The World Health Organization (WHO) classification of ovulatory dysfunction (Table 20.3) is a helpful system of categorizing disorders of ovulation based on the pathogenesis of the disorder.

WHO Type I ovulatory dysfunction may be due to a failure of the hypothalamus to produce gonadotrophin-releasing hormone (GnRH) which regulates the production of gonadotrophins by the pituitary gland. Typically, FSH and LH levels are low (<5 IU/l). Oestrogen levels are also low, and an ultrasound scan of the uterus will show a thin or absent endometrial stripe. The patient fails to menstruate after exposure to a short course of progestagen treatment.

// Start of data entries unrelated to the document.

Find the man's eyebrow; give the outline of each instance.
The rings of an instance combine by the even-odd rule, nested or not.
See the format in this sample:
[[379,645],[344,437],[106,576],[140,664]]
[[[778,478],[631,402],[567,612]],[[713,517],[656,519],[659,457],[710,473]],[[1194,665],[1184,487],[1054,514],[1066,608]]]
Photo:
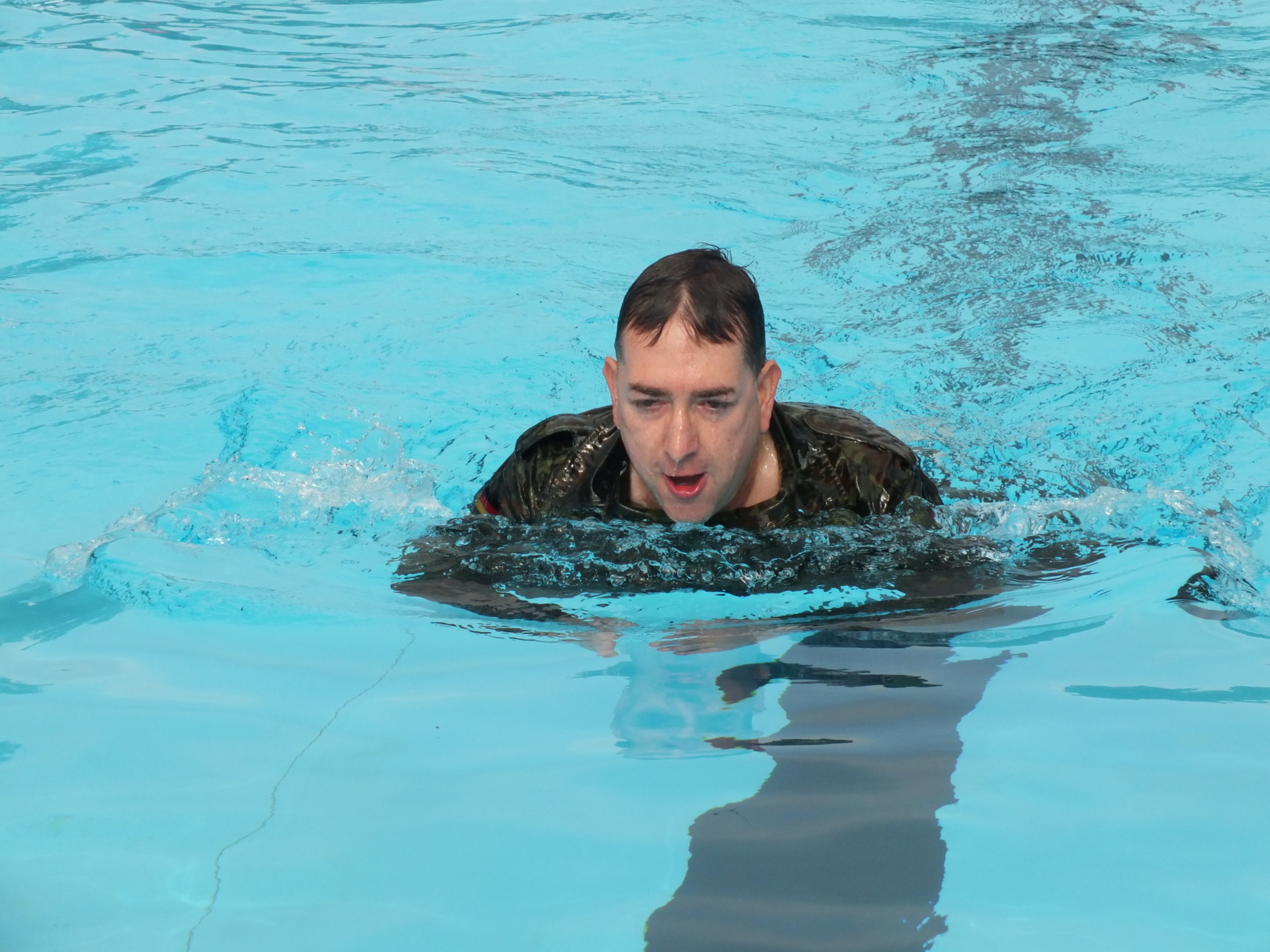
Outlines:
[[[662,390],[660,387],[650,387],[646,383],[631,383],[629,386],[636,393],[643,393],[644,396],[652,396],[652,397],[668,397],[668,396],[671,396],[671,391]],[[721,397],[721,396],[735,396],[735,393],[737,393],[737,388],[735,387],[711,387],[710,390],[693,390],[692,391],[692,399],[693,400],[712,400],[715,397]]]
[[643,393],[644,396],[671,396],[671,391],[660,390],[659,387],[650,387],[646,383],[631,383],[630,388],[636,393]]

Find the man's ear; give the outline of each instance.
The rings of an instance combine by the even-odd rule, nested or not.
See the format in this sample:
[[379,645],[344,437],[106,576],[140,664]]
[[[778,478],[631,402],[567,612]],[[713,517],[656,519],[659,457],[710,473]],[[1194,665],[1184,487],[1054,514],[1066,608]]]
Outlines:
[[605,383],[608,385],[608,400],[613,405],[613,423],[621,429],[621,420],[617,419],[617,360],[611,357],[605,358]]
[[768,360],[758,372],[758,425],[763,433],[772,423],[772,406],[776,405],[776,385],[781,382],[781,368],[776,360]]

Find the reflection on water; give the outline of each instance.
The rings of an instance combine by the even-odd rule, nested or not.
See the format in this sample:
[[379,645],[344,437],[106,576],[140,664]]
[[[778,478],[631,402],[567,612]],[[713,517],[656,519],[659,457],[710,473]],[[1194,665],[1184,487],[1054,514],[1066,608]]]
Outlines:
[[[952,802],[958,721],[1008,654],[951,656],[801,644],[725,671],[732,696],[790,678],[789,725],[759,748],[776,762],[762,788],[692,825],[683,883],[648,920],[649,952],[916,952],[944,932],[935,812]],[[894,673],[869,670],[880,666]],[[806,743],[818,739],[851,743]]]
[[[794,625],[752,622],[730,626],[751,641],[737,647],[729,636],[716,646],[726,654],[630,638],[629,660],[589,671],[629,679],[612,721],[626,757],[775,762],[757,793],[697,817],[687,873],[648,920],[648,952],[926,948],[945,930],[936,812],[954,801],[958,724],[1010,658],[959,659],[950,642],[991,641],[993,626],[1040,611],[911,604],[889,617],[804,619],[804,637],[779,659],[757,642]],[[1024,638],[1099,623],[1033,626]],[[787,724],[765,732],[756,715],[772,682],[789,684]]]
[[[612,724],[617,745],[626,757],[718,755],[721,749],[706,739],[752,735],[754,715],[762,706],[757,698],[732,703],[720,696],[716,655],[672,655],[639,641],[624,647],[629,660],[588,674],[629,679]],[[761,656],[758,649],[748,650],[754,658]]]

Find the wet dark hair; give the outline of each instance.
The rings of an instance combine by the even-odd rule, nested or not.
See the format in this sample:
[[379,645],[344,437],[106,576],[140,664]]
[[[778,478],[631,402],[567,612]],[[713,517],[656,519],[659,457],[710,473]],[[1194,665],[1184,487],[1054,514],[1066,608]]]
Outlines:
[[617,357],[622,355],[625,331],[655,341],[678,311],[683,311],[693,338],[711,344],[739,341],[754,373],[763,368],[767,338],[758,288],[749,272],[733,264],[721,248],[676,251],[635,278],[617,312]]

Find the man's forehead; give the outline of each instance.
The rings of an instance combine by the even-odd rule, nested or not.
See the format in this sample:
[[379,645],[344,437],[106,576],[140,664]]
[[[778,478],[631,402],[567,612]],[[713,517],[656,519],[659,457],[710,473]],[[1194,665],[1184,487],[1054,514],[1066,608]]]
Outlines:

A similar situation may arise in cases of hyperprolactinaemia, which may be associated with galactorrhoea as well as amenorrhoea. Normal pulsatile release of GnRH from the hypothalamus is compromised, and follicular growth ceases with resultant amenorrhoea. This may also occur in some instances of hypothyroidism, where high levels of thyrotrophin-releasing hormone can alter dopamine-mediated regulation of the anterior pituitary and cause hyperprolactinaemia. If hyperprolactinaemia is found, magnetic resonance imaging of the pituitary may identify a microadenoma or, occasionally, a larger pituitary tumour. Some drugs that block the effect of dopamine, such as phenothiazines, certain antipsychotics, metoclopramide and others, can cause hyperprolactinaemia.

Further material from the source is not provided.